Gearing up for GovCamp

There’s less than 24 hours to go until UK GovCamp 2011 and I’m super-excited.

A year’s a long time, isn’t it? This time last year, I was just a couple of weeks into my new job at Parliament and a newbie on the central government geek scene. The sessions I attended at UKGC 2010, on socialising internal comms and the future of journalism, really reflected the work I was doing in my previous job rather than what I do now (while the session on Google Wave seems like another era altogether).

My first year in the job’s been a steep learning curve, and increasingly I find my work focussing less on communications – on the creation and distribution of communication messaging – and more on developing platforms, which enable people to find, share and do things.

So this year I’m likely to be attending sessions that focus more on technologies and methods. I’m a recent convert to Agile and really looking forward to the two planned sessions on it – one looking at its application as a software development methodology, and another on how we can apply Agile methods to policy formation.

As ever, though, my focus is internal, on making organisations work and communicate internally so they can better serve our real customers – the public.

And I do like a challenge, so I’ve agreed to liveblog the opening session so those who can’t make it can get a feel for what’s going on. I’ve never live blogged before, but I do live tweet from events a lot and am relishing the idea of doing so without the 140-character restriction. My live blog stream will be found on the UK Gov Buzz aggregation page which the lovely Steph has set up.

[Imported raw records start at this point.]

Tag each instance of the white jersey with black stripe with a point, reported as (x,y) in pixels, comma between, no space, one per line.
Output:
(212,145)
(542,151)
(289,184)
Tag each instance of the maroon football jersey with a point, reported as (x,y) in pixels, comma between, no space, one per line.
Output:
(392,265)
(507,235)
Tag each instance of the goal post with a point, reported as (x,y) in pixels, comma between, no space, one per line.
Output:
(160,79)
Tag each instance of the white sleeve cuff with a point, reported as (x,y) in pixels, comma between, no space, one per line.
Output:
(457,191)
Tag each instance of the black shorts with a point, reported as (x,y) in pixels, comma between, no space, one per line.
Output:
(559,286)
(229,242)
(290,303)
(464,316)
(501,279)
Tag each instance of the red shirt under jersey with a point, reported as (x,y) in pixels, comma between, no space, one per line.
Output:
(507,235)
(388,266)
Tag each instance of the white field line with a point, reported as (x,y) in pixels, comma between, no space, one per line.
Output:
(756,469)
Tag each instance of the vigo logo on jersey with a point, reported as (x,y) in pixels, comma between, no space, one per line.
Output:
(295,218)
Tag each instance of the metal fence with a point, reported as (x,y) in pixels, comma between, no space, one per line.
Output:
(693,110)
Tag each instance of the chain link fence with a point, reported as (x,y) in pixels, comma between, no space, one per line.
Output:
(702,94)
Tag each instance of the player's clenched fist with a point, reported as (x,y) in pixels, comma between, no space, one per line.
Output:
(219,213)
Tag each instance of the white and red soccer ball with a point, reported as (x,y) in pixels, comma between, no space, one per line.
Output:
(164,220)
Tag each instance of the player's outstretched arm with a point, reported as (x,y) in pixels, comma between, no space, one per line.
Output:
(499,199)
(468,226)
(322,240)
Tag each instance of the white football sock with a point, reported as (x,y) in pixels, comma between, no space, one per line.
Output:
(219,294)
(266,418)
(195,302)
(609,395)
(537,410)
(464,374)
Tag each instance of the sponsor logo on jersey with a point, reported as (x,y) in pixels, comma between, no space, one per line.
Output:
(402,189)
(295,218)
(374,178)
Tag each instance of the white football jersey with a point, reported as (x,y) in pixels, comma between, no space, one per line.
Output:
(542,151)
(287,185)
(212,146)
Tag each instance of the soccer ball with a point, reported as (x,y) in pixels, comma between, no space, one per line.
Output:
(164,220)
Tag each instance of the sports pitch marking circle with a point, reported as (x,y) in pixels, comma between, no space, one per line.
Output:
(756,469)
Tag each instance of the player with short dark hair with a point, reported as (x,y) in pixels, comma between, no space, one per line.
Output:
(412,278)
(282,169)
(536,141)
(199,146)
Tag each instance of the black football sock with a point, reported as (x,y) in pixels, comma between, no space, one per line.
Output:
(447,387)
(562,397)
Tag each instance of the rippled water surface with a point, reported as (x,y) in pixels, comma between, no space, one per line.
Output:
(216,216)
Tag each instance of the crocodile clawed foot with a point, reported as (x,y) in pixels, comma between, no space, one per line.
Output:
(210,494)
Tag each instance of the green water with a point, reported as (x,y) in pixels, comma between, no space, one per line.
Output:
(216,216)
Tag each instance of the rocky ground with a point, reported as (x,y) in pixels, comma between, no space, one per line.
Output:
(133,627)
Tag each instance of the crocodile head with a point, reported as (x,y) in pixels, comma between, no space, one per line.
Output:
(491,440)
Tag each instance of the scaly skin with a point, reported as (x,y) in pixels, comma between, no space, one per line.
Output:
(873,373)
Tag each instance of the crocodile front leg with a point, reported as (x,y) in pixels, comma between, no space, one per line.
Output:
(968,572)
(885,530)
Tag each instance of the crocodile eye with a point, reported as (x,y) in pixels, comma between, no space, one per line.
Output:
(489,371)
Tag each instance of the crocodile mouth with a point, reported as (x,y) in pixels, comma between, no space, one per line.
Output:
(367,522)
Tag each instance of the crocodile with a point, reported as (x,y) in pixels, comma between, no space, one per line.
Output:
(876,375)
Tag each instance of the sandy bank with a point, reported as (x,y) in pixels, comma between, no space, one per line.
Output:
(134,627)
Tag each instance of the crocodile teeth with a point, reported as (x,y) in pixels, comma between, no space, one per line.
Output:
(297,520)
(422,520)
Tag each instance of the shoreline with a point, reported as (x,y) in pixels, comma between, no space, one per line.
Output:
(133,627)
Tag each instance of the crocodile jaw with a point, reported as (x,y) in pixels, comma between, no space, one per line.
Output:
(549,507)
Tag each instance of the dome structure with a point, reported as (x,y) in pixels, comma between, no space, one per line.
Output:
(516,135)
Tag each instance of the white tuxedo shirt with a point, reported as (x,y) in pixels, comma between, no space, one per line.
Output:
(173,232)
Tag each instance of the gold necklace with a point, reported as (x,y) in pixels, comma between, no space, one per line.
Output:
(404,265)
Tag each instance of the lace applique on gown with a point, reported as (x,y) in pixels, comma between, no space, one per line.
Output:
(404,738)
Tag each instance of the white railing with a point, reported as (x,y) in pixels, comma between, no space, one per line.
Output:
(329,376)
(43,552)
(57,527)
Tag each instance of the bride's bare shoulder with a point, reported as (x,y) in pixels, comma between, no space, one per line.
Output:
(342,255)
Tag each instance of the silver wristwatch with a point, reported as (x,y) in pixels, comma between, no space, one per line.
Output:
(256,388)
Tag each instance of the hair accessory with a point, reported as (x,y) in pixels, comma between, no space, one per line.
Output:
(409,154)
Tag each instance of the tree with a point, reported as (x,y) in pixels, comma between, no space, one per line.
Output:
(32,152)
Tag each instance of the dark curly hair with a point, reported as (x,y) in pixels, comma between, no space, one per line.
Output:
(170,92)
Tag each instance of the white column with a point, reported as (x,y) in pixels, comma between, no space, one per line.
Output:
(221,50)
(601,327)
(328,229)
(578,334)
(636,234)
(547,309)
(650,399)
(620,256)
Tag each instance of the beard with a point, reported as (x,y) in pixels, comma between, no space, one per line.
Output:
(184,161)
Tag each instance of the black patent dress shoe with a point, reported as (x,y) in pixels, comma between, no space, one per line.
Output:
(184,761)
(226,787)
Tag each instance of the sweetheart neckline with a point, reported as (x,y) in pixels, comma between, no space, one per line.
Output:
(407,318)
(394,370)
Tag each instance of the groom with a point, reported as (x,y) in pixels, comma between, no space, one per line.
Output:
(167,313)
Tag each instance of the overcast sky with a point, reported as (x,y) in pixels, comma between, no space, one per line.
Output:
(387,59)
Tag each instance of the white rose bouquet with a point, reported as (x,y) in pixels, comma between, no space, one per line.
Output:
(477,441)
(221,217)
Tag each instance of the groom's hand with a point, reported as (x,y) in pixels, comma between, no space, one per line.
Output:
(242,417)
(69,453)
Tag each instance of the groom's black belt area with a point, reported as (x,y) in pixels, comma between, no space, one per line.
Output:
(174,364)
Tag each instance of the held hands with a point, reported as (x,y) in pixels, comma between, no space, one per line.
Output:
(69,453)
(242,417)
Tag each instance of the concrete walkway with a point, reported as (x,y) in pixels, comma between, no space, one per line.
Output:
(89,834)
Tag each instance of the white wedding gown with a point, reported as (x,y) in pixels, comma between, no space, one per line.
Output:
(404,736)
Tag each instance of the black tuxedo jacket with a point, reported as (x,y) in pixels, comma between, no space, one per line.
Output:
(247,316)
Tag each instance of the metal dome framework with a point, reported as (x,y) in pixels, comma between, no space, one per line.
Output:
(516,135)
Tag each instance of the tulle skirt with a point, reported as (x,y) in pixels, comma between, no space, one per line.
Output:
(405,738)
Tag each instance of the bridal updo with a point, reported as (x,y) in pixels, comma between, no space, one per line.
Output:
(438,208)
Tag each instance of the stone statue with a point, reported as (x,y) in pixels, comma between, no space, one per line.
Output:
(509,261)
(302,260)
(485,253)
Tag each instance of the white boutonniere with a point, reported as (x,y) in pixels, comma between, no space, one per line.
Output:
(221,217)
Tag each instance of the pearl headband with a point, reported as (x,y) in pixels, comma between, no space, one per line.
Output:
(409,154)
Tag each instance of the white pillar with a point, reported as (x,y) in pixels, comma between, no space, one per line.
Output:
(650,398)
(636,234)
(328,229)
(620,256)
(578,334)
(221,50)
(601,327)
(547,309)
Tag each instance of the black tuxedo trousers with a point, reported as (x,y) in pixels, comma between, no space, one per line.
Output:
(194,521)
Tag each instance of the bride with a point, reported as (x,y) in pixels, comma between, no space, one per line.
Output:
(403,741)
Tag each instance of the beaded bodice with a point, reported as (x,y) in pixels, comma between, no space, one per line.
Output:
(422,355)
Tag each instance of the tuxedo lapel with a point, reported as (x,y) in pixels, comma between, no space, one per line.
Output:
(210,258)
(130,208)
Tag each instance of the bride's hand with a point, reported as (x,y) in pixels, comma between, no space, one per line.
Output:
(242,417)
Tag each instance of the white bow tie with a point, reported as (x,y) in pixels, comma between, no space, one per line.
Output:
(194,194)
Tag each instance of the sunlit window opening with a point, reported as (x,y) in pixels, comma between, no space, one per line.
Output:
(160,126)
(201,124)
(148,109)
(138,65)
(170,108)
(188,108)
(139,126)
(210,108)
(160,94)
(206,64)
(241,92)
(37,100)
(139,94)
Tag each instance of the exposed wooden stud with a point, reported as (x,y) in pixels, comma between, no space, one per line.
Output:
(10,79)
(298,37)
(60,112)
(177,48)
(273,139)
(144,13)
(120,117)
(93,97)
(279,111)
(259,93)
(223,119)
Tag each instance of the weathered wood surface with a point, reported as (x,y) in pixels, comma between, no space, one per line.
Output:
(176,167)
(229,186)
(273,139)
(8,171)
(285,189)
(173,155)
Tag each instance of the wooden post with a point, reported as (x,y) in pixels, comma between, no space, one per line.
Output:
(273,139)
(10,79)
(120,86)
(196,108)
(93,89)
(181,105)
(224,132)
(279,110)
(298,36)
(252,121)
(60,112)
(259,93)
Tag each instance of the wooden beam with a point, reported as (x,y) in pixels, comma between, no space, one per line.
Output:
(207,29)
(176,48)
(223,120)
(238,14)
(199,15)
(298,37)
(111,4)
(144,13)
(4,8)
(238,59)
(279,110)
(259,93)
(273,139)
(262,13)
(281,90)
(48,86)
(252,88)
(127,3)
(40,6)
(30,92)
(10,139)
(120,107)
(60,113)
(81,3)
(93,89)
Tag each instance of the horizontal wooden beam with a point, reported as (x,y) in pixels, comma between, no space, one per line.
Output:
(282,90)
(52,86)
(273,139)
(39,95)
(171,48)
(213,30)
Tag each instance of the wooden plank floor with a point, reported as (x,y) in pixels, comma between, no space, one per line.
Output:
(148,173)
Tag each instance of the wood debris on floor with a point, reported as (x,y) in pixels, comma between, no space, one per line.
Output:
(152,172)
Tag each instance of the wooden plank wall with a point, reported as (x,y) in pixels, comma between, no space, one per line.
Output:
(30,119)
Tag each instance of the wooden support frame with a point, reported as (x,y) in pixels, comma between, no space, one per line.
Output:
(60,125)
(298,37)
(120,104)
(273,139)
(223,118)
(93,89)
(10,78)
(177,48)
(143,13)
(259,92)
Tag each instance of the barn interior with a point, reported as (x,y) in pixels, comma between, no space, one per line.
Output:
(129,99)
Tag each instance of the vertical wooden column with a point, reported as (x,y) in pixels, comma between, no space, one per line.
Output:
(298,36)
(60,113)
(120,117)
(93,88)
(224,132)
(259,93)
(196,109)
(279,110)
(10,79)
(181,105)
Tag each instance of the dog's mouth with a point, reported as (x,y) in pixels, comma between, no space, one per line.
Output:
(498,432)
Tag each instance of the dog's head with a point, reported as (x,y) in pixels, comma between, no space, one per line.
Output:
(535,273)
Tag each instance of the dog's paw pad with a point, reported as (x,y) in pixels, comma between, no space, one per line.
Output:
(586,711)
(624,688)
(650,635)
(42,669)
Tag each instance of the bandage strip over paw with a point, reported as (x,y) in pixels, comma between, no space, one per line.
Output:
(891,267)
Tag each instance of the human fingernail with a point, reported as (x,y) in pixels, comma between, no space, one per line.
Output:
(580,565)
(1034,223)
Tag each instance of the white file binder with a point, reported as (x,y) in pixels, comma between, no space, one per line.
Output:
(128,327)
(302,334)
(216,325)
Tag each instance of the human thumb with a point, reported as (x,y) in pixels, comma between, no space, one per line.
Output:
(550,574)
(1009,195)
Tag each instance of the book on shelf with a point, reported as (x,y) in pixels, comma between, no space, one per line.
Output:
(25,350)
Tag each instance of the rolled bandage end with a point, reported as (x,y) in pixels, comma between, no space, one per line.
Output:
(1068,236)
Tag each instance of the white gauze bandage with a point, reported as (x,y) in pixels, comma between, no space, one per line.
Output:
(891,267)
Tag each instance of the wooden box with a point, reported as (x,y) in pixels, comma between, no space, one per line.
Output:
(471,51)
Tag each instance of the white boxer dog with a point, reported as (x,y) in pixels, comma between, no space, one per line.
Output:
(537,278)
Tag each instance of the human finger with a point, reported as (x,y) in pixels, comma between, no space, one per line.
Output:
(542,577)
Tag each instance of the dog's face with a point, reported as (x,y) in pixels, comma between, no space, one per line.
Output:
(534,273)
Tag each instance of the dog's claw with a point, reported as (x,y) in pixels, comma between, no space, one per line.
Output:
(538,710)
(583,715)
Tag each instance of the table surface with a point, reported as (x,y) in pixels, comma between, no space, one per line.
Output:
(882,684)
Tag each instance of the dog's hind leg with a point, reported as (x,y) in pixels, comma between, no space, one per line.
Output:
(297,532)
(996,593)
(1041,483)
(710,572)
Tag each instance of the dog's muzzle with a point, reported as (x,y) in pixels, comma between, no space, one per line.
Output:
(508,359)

Thereafter, though, I’m aiming to tweet a bit less than I usually do from these things. Partly because not everyone who follows me wants to read 200 tweets on what a bunch of government technology nerds are doing on a Saturday, but also because I want to focus on participating rather than recording.

The Guardian’s Meg Pickard has blogged about the pros and cons of the (un)conference Twitter backchannel, arguing that “inserting a pause in usual social reporting activities/obligations provided time and mental space to listen to, reflect on and add to what was being said”.

And that’s what I’m aiming to achieve this time around. I’m not saying I won’t tweet at all (let’s be honest, that’s unlikely), but I’m going to stay ‘in the room’, making notes and blogging afterwards, after I’ve had time to think on it.

Plenty of blog posts to come after the event though, so watch this space.